As coronavirus continues to cause chaos to property markets across the world, in Australia, the rental market is being affected most in its largest cities.
Financial aid packages introduced for those struggling with job losses or reduction in hours, such as Jobkeepers, aimed at helping those who are having difficulty with paying their rent.
However, in Sydney and Melbourne, where there are higher numbers of non-Australian nationals who don’t qualify for government aid, the rental market is experiencing more difficulty.
Speaking on ABC Radio Brisbane, real estate expert Kieran Clair said: “Sydney and Melbourne have a higher number of overseas students for example, who can’t apply for the Jobkeepers or Jobseekers, and they’re the ones suffering at the moment.”
Clair went on to describe how the rental market in Queensland is yet to feel the effects of Covid 19 as some of the country’s biggest cities.
“I have spoken to some property managers who have said that they have only had %1.5 of their total tenancy book seeking rent relief, however, that number is slowly rising,” Clair said.

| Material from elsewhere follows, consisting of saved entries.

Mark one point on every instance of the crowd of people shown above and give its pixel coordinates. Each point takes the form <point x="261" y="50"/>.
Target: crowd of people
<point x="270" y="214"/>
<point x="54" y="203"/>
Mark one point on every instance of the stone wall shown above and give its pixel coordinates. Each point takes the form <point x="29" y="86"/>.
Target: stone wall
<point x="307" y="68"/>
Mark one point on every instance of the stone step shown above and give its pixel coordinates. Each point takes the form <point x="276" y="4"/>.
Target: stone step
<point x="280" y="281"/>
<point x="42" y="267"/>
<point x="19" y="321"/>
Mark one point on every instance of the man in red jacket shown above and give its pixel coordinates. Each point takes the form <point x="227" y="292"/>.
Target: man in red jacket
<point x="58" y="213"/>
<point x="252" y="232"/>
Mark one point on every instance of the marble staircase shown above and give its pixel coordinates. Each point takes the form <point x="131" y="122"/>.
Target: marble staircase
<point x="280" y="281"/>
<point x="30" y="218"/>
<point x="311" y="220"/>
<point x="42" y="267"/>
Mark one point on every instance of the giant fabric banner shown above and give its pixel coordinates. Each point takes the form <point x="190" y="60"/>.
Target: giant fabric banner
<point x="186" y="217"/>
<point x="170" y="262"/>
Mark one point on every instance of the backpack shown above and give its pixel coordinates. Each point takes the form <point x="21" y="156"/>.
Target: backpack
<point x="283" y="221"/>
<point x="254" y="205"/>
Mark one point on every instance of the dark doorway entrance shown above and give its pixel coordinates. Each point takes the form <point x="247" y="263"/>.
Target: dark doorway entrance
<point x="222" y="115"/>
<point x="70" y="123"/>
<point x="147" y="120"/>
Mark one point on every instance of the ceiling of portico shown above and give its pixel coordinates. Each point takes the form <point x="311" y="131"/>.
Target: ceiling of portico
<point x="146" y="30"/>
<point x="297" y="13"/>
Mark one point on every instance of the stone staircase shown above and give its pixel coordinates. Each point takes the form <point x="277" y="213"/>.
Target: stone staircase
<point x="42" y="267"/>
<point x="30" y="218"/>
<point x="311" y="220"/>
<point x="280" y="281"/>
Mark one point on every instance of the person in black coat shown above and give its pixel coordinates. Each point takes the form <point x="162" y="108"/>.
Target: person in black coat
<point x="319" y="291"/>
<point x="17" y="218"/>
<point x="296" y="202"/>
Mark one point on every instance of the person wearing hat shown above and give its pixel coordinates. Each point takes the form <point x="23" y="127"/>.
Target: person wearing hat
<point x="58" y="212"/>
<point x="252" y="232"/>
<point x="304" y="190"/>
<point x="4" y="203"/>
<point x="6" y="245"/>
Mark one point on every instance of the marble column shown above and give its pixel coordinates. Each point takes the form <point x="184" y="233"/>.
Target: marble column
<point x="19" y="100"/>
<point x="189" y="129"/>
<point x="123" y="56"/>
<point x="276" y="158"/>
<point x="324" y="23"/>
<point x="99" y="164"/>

It is thought that Queensland’s lower rental rates also mean those who do apply for financial help, have an easier time keeping up with their rental payments.
“Apart from having crackerjack weather and less density up here in Brisbane, on average the rent is lower than down in Sydney and Melbourne, so people can make their way through this pretty handily up here,” he said.
Recent research conducted by Domain supports Clair’s claims that the impact on the rental market is being felt more in the country’s southern cities.
Data shows the vacancy rate rose sharply in Sydney, Melbourne, and Canberra in comparison with cities Brisbane, Perth, and Darwin.